"Waste equals food, whether it's food for the earth, or for a closed
industrial cycle," McDonough says. "We manufacture products that
go from cradle to grave. We want to manufacture them from cradle to cradle.
Let's do a car. For us, the body of a car is a buffalo. The Indians used
every last piece of that buffalo. Instead of thirty-five different
polymers, we can make it using three or four. Because we're going to get
them back, they don't have to be cheap. Instead of paints that contaminate
the steel and produce dioxins during recycling, we have paints that are
nutrients to the steel." McDonough enjoys speculating, and grows animated
as he imagines the technology he might help invent. He suggests that steel
could be coded according to its composition and that specially developed
lasers placed along the disassembly line would read the codes and sort the
automobile's parts into the appropriate recycling tracks. "High chrome
goes to high chrome, stainless goes to stainless, copper to copper. A car
becomes a car becomes a car."
One of MBDC's first projects involved the creation of a 100 percent
biodegradable fiber for DesignTex, a New York--based manufacturer
of commercial interior fabrics. Creative director Susan Lyons had read about
McDonough when the architect--after winning a commission to design an office
building in Warsaw--had insisted that the developer plant 150 acres of new
forest to offset the greenhouse gases the building would produce. In early
1992 she arranged a meeting with McDonough. "I felt I'd done my homework,
told him I'd looked into organic cotton and PET [polyethylene terephthalate],"
Lyons remembers. "He said, 'I have three words for you: Waste equals
food.'"
For Lyons it was an epiphany--and a timely one. The clippings at Rohner
Textile AG, the Swiss mill that wove many of DesignTex's fabrics, had just
had its trimmings declared hazardous waste by the country's stringent government.

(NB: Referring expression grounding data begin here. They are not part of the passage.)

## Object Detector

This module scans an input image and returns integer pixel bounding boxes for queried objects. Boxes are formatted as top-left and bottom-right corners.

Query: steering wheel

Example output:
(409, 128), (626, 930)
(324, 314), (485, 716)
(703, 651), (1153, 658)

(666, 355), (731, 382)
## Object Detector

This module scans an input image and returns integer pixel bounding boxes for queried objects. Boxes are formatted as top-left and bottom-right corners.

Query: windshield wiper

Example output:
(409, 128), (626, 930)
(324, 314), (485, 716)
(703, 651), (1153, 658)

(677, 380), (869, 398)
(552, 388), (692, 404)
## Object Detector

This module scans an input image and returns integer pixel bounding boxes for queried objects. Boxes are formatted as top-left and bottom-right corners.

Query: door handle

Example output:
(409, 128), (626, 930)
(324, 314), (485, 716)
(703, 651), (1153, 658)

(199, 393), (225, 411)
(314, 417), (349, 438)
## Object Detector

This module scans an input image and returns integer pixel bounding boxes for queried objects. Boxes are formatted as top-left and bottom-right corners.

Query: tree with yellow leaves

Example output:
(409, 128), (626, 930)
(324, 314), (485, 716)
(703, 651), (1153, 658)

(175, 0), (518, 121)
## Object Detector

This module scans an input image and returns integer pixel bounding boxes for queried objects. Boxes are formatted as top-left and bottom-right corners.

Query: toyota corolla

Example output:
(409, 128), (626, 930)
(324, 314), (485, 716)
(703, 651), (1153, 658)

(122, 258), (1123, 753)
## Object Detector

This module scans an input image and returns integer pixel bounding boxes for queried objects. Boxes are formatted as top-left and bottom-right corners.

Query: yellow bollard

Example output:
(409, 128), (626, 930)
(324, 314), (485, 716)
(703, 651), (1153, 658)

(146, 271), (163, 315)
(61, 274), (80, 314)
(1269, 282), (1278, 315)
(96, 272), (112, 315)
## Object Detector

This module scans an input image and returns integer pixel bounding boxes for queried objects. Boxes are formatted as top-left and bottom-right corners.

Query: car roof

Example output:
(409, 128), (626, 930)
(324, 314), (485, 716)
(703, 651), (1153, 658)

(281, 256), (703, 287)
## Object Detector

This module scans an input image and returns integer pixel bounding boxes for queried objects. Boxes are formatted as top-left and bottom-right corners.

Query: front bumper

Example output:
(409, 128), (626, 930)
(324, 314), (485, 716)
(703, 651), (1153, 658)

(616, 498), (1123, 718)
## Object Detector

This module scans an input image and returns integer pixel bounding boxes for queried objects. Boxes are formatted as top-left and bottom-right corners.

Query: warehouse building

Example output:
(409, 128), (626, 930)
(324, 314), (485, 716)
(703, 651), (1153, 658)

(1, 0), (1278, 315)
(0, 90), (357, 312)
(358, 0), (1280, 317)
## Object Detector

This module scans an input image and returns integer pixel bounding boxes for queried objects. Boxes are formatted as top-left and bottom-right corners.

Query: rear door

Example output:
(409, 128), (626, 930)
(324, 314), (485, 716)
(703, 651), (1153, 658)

Through his connections with Ciba Geigy, Braungart obtained a list of 8,000
chemical substances commonly used in the textile industry. After testing,
he eliminated all but 38. For fiber they chose a blend of worsted wool
and ramie. Trimmings from the cloth that McDonough helped design were ground
into a felt that was used as winter soil covering and, as it decayed, mulch
on nearby Swiss farms. The water leaving the Rohner Textile factory after
filtering through the cloth was so clean--cleaner than the drinking
water going into the factory--that Swiss inspectors thought their equipment
had malfunctioned when they first analyzed it. McDonough's most recent
collaboration with DesignTex was a totally recyclable polyester that was
first presented this April at EnvironDesign 5.
When Nike wanted to examine the life cycle of its athletic shoes, they turned
to MBDC for help in replacing questionable compounds found in the materials
they used. The company took its most popular rubber sole--a compound used
in approximately 20 percent of its shoes--and developed an alternative nontoxic
material, which will be introduced this fall. In the next three years Nike
hopes to incorporate additional ecologically friendly compounds into 60
percent of its product line. "We're making choices that go far beyond
compliance with what's legal," says Darcy Winslow, general manager
of sustainable business opportunities at Nike. "We are asking whether
you can reutilize this material. How should we replace the chemicals we
no longer want to use? We're starting up a dialogue with our suppliers,
defining what we want from leather, from foam, from polymers."
McDonough's greatest single project will undoubtedly be the Rouge River
plant for Ford. He and his team of designers have already drafted plans
for a 450,000-square-foot habitat roof, which along with a porous parking
lot and surrounding wetlands will retain storm-water runoff for three days,
purifying the water of toxic compounds before it trickles into the river.
The water-management system is expected to cost $13 million, less than a
third the estimated cost of a chemical-water remediation system. But McDonough
and Braungart may leave an even more important legacy at the Michigan automobile
manufacturer, with innovations in the ways vehicles are designed, manufactured,
and dismantled: Steel to steel. Plastic to plastic. Products of consumption--tires,
brake pads, fiuids, fuel--releasing beneficial substances into
the environment instead of toxins like asbestos and antimony. Products of
service--steel, plastics, glass--melted down and reincarnated at the same
level of service, or even higher.
"We're not interested in acceptable levels--in minimal impact,"
McDonough says, his words hypnotic, like a Buddhist chant, lulling his listeners
into a state of wordless comprehension. "We're not interested in being
less bad. We're interested in being 100 percent good. We don't want to minimize
waste--we want to eliminate the idea of waste. Imagine an automobile plant
that is 100 percent powered by solar energy, or that even produces excess
energy. Imagine a motorcycle made of magnesium powered by electricity produced
by wind power. Ride the wind! How's that for marketing? Imagine waste that
is delightful. Imagine brake pads in cars and shoe soles and cookware that
produce children's health--and not cancer or Alzheimer's. Imagine a car
that is alive--that poops--that leaves cylinders of solid nitrogen behind
it that can be used as fertilizer in the field. That's not minimal,
that's fecund. Now that's interesting."